A drug trafficker has racked up nearly a dozen convictions during a decade-long deportation case, outlasting seven immigration ministers.
Sam A. Lam, 42, was convicted of trafficking $10 million worth of heroin into New Zealand in 1998, which was a record haul at the time.
The Vietnamese-born, United States-raised crim holds no passport or travel documents, and both countries have told immigration officials they're not interested in taking him back. Lam has been convicted of drug possession, theft, drunken and careless driving. He will be sentenced on April 10 for driving while disqualified, his fourth conviction.
Immigration Minister Nathan Guy, who leaves the role next week, said more work was needed on the deportation case.

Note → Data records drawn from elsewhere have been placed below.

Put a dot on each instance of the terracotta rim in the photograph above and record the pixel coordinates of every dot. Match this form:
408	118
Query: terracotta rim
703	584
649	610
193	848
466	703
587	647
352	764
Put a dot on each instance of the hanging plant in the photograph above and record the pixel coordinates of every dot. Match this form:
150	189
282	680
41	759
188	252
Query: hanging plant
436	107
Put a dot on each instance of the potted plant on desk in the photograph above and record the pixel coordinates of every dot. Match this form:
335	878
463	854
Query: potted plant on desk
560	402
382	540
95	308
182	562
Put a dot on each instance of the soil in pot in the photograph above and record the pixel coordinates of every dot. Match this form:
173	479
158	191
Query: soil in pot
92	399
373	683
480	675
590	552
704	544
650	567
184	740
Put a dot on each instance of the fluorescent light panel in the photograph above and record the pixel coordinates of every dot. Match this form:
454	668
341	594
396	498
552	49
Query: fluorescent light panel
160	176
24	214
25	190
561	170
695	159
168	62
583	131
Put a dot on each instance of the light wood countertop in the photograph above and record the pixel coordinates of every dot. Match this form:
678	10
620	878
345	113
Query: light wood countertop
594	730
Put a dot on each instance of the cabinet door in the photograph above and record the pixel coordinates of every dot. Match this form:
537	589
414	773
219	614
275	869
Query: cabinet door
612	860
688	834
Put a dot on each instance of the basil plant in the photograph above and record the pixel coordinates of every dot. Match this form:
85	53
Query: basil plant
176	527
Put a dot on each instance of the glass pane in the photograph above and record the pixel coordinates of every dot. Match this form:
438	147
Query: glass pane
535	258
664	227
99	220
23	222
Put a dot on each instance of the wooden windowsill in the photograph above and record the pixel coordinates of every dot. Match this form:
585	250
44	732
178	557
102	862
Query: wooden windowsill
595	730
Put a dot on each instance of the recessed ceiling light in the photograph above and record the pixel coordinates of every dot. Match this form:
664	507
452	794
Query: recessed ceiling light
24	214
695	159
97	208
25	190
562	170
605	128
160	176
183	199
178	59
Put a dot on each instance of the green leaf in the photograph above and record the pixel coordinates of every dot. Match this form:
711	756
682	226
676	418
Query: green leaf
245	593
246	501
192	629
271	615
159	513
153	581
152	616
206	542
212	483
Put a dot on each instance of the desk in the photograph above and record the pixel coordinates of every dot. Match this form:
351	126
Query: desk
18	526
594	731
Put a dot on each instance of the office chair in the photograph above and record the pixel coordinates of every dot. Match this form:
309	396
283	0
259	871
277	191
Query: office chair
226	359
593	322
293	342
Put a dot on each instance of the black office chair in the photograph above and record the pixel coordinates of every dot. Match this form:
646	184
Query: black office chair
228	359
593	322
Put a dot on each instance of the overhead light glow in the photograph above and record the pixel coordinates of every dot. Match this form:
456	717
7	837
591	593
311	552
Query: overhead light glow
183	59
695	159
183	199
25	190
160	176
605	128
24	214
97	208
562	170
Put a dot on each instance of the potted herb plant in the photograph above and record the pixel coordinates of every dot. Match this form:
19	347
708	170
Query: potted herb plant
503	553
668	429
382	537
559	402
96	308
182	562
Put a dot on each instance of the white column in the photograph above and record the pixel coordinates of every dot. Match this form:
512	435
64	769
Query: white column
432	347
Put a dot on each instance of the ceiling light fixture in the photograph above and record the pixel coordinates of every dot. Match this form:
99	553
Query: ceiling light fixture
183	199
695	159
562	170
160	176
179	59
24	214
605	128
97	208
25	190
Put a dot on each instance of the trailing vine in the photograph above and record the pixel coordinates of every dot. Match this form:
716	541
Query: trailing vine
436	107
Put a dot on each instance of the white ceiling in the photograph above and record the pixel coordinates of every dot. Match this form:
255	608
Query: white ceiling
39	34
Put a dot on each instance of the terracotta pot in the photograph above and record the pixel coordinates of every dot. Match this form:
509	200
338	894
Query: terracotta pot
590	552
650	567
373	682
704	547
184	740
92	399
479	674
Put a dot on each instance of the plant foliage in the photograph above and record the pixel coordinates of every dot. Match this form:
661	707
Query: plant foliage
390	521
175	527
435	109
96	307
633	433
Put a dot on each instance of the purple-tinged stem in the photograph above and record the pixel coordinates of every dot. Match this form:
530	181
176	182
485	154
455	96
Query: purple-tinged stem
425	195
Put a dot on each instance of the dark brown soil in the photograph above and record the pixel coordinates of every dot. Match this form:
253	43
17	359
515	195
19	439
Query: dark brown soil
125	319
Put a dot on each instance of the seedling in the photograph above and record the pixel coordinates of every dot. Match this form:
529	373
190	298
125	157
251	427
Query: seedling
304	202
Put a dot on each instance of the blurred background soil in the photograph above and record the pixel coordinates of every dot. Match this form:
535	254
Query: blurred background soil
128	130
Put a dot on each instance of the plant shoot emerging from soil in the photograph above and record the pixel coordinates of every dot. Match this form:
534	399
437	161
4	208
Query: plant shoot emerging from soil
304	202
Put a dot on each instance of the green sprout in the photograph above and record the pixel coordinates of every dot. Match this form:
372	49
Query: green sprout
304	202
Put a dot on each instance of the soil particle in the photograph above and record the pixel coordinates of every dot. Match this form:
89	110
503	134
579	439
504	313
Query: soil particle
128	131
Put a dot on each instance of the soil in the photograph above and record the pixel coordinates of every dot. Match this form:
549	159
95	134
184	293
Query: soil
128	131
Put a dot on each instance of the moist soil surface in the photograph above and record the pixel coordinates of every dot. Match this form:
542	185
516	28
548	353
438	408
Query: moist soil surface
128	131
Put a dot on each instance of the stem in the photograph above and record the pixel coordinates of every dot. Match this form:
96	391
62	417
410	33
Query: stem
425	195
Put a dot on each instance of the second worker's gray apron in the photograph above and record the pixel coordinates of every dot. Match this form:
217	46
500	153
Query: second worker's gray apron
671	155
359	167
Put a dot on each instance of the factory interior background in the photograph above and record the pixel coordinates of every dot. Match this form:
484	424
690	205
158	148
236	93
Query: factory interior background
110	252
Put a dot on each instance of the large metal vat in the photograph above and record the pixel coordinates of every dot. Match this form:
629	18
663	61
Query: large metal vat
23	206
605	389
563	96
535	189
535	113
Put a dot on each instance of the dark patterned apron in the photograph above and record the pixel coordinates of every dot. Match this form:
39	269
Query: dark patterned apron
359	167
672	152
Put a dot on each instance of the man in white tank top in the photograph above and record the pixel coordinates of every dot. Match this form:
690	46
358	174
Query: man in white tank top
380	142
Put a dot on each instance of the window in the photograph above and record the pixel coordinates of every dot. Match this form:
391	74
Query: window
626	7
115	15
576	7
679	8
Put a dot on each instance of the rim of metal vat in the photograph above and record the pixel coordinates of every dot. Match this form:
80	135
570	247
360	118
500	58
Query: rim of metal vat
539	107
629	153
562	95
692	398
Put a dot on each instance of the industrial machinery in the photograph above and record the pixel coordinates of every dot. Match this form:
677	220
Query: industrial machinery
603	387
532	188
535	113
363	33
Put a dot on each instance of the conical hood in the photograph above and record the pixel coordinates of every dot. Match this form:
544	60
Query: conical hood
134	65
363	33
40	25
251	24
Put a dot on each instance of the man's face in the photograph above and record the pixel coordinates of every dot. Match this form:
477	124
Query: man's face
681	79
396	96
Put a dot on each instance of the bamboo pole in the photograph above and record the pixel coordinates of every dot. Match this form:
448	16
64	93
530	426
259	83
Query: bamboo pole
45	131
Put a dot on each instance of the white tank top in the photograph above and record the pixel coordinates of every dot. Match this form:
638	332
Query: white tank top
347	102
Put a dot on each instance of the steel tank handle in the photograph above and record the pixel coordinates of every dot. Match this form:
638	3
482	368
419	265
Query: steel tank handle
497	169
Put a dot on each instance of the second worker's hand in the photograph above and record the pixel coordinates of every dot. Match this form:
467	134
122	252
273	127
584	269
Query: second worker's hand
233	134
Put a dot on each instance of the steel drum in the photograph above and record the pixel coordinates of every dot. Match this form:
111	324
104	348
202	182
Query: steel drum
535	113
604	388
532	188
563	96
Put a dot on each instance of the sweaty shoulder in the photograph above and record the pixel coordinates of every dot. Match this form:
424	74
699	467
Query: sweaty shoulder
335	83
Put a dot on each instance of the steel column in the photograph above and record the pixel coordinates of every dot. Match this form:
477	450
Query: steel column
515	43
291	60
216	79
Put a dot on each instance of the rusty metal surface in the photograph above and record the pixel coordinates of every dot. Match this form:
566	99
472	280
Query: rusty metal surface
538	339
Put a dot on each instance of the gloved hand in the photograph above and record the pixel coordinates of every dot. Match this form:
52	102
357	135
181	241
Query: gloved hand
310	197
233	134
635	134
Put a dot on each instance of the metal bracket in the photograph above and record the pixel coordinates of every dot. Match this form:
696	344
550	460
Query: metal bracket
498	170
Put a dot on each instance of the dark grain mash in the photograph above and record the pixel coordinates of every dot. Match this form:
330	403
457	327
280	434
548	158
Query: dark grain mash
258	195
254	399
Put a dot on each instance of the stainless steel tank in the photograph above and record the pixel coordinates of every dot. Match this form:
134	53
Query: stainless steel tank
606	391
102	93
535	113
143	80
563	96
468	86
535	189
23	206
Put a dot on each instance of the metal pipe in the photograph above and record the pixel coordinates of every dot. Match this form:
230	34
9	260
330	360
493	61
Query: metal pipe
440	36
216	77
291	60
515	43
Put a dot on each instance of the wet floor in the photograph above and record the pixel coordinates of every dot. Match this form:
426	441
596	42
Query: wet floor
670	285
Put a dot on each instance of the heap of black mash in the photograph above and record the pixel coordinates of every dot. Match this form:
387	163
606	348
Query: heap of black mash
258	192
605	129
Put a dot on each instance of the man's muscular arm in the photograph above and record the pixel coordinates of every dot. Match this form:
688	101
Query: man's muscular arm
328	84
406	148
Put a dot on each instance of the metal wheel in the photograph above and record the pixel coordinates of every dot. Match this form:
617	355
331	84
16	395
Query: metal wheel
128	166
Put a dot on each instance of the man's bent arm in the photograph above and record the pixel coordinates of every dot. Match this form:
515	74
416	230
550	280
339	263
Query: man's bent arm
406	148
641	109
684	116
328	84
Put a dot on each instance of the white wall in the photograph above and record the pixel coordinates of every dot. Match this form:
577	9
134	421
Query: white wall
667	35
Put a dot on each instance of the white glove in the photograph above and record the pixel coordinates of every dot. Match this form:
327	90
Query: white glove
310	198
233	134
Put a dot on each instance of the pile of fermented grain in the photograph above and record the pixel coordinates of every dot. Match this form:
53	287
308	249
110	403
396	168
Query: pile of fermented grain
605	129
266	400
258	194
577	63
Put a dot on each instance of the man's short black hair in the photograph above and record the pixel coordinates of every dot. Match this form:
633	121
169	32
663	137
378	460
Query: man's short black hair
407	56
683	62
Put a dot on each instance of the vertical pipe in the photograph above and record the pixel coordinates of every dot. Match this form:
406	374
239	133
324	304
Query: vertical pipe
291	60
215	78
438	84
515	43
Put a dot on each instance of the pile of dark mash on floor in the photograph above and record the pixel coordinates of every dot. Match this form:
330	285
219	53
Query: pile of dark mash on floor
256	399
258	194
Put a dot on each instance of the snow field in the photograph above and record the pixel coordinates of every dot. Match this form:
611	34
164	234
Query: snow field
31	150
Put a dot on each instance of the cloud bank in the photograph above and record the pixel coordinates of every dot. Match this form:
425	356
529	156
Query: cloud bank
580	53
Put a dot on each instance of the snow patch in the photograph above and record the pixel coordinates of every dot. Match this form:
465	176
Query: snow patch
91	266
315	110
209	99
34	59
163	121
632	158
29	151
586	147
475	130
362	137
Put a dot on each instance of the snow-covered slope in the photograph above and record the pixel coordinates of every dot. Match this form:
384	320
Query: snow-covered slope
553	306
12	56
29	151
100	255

His spokesman described it as "an unusual and complicated situation".
"Mr Lam is an overstayer and a priority deportation case, however Immigration New Zealand has been unable to obtain travel documentation for him so far," said the spokesman.
"Government officials have discussed this issue with their counterparts in the US and Vietnam. We will continue to look for a solution, which may involve further work with the US and Vietnam governments."
Labour immigration spokeswoman Darien Fenton said Lam's reckless offending made him a potential danger to others.
"There needs to be high-level discussions to try and figure out a resolution. It's got to be minister-to-minister level otherwise it won't be resolved."
She said immigration officials were in a difficult position. "You just can't throw people on to planes and say goodbye."
A detailed account of Lam's criminal record was released to the Herald on Sunday by Immigration New Zealand.
He served just over four years of a 13-year sentence for importation and possession of 10kg of heroin.
During 2004 he was convicted in the North Shore District Court of theft, cannabis possession, and careless driving and fined between $100 and $200 on each charge.
Lam went on to commit another theft and was recalled to prison in August 2005, serving a further three years.
Since then, he has been convicted of four drink-drive and careless driving charges.
He was been granted limited purpose visas to enable him to work and to support himself as a painter decorator.
When the Herald on Sunday tracked him down to a Pakuranga address, Lam said he wanted to leave the country but was unable to.
Lam's family live in the United States, where he also has a criminal record.